Wednesday, February 23, 2005

February 23, 2005


           School was another lesson in how not to learn things. We skimmed over around 80 pages of material, Chapter 16 in the textbook. It was about how to install a network, and while we sort of did look at each feature, we never installed any network. It is like trying to learn to play the piano by memorizing how to read music instead of read the notes. Actually, that is the way I play a lot of Beethoven, so I know what I'm saying here. The picture is a random photo of a walkway to the beach from y'day. Hollywood Beach, Florida.
           We team up with the Tuesday/Thursday class, and what’s this? There are some people in those classes who feel the same way I do – where is the practical part of this expensive course? No, it is not good enough to just drop every menu option and quickly go over what it does. For openers, Microsoft is infamous for not arranging things in a logical fashion in the first place. Yet somehow, in my books, that does not mean it is permissible for a school to offer a course called computer repair if you don’t actually repair computers. Instead we talk about troubleshooting a lot. An awful lot.

           [Author's note 2016-02-23: Learning computers by talking is a farce. Sounds like a farmer vacation, “Going to Disneyland is a hell of a lot of fun to do when you are a kid. And don’t ever forget that I’m the one that told you so.” (This is a standing joke from my childhood when my father used to say things like that whenever we drove past places where other kids were having fun.
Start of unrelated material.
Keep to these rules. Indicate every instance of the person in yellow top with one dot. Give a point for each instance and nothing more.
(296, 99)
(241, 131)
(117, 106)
The incident in particular was one day when I was around six, we drove past a go-kart track.
           That's where the old man made that classic shit-head remark, that go-karting was "a hell of a lot of fun to do when you are a kid." And kept on driving. It was later that same day he said not to forget "he is the one who said so". But the legend was born.)
           Notice that I am also concerned about schools ripping off students on tuition. I did not fall for the "get-a-degree-get-a-job" nonsense, but 100% of the students around me did. Maybe one or two in that classroom had any real aptitude for the work. They were all there dreaming of the money that would never materialize. ]


           Now I am told that all schools do this these days. Then let them all collapse, because cheaping out is not part of the deal. Doing a good job is never expensive and you’ll never go without because the demand is there. Pardon me if I suspect these schools have all conspired to water down their offerings, so that like banks, it really does not matter where you go.
           The Hippie called late. The only repair shop he can find for his amplifier is in Delray Beach. Pardon if I’ve misspelled that name before as two words, Del Ray. It is one word, Delray – unless my sources are also wrong.